Australian Open - Sharapova continues path of destruction

Maria Sharapova continued her record-breaking progress through the Australian Open with a 6-1 6-0 victory over Belgium's Kirsten Flipkens.

Only France's Mary Pierce, who dropped just four games on her way to the French Open quarter-finals in 1994, has been more ruthless in a Grand Slam.

Sharapova, the champion in Melbourne in 2008, has spent just 249 minutes on court in four matches but said she did not feel any need to step up her practice as a result.

"The work that you put in before the tournament is the most important," Sharapova said. "What you do in the off-season, you're not going to put this work in during the tournaments.

"I actually love coming to tournaments. You practice less and just go and play matches.
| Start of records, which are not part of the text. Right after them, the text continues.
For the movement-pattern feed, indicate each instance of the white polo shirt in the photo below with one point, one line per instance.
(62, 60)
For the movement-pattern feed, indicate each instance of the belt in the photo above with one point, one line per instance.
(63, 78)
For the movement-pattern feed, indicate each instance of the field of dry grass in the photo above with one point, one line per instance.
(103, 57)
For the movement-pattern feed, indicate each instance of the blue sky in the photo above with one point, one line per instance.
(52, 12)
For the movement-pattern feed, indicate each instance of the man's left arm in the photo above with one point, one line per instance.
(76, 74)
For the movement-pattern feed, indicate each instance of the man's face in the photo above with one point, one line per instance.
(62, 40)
It's like the best-case scenario."

World number two Sharapova arrived in Melbourne without any match practice after pulling out of two warm-up events because of a sore neck.

Right from the off, the Russian has shown no sign of rustiness but she said there was often no way of telling how well she is going to play.
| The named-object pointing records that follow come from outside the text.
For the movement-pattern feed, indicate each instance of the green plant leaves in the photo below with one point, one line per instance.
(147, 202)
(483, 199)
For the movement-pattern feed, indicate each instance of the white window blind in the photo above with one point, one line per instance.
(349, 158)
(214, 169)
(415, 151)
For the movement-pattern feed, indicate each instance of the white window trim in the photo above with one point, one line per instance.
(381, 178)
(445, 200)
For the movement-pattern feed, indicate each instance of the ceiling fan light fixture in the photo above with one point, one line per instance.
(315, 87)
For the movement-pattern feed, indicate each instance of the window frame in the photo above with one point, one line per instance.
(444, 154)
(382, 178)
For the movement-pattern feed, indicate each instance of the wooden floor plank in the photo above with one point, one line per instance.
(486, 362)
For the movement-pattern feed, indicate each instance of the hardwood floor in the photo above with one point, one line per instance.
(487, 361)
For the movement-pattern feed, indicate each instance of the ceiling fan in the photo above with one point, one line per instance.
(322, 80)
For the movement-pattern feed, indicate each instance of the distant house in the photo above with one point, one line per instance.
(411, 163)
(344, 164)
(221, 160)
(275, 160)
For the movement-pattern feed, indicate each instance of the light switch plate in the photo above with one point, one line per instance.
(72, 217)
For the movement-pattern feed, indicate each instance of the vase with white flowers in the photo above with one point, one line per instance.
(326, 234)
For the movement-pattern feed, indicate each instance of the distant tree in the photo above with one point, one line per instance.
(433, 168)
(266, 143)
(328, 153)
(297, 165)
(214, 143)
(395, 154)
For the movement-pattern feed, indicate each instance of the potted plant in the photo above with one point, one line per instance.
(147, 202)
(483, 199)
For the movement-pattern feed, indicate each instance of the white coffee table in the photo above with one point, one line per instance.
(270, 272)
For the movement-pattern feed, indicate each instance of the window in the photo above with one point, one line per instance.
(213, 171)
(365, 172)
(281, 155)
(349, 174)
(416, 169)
"The lead-up to the tournament, sometimes if you're playing really good in practice I get a little bit worried," she said.

"But I never do. I'm horrible in practice most of the time.

"(When that happens), I'm like, 'that's a great sign', because I come to the matches and my expectations are quite low.

"But it depends. Every Grand Slam that I've won or done well at, I've always felt different actually. Sometimes I feel like I'm not playing my best tennis in the beginning, but I start playing better.

"And then a couple that I've won, I felt like I was playing great from the beginning and I was able to carry that through the whole tournament."

In the quarter-finals, Sharapova will play another Russian, Ekaterina Makarova, for the second successive year and said she was aware that maintaining her barnstorming run was not going to be simple.

"It's always much easier said than done to keep that focus, especially when you have a (good) first set," she said.

"Maybe in the end of the second your opponent can start going for it a little bit more.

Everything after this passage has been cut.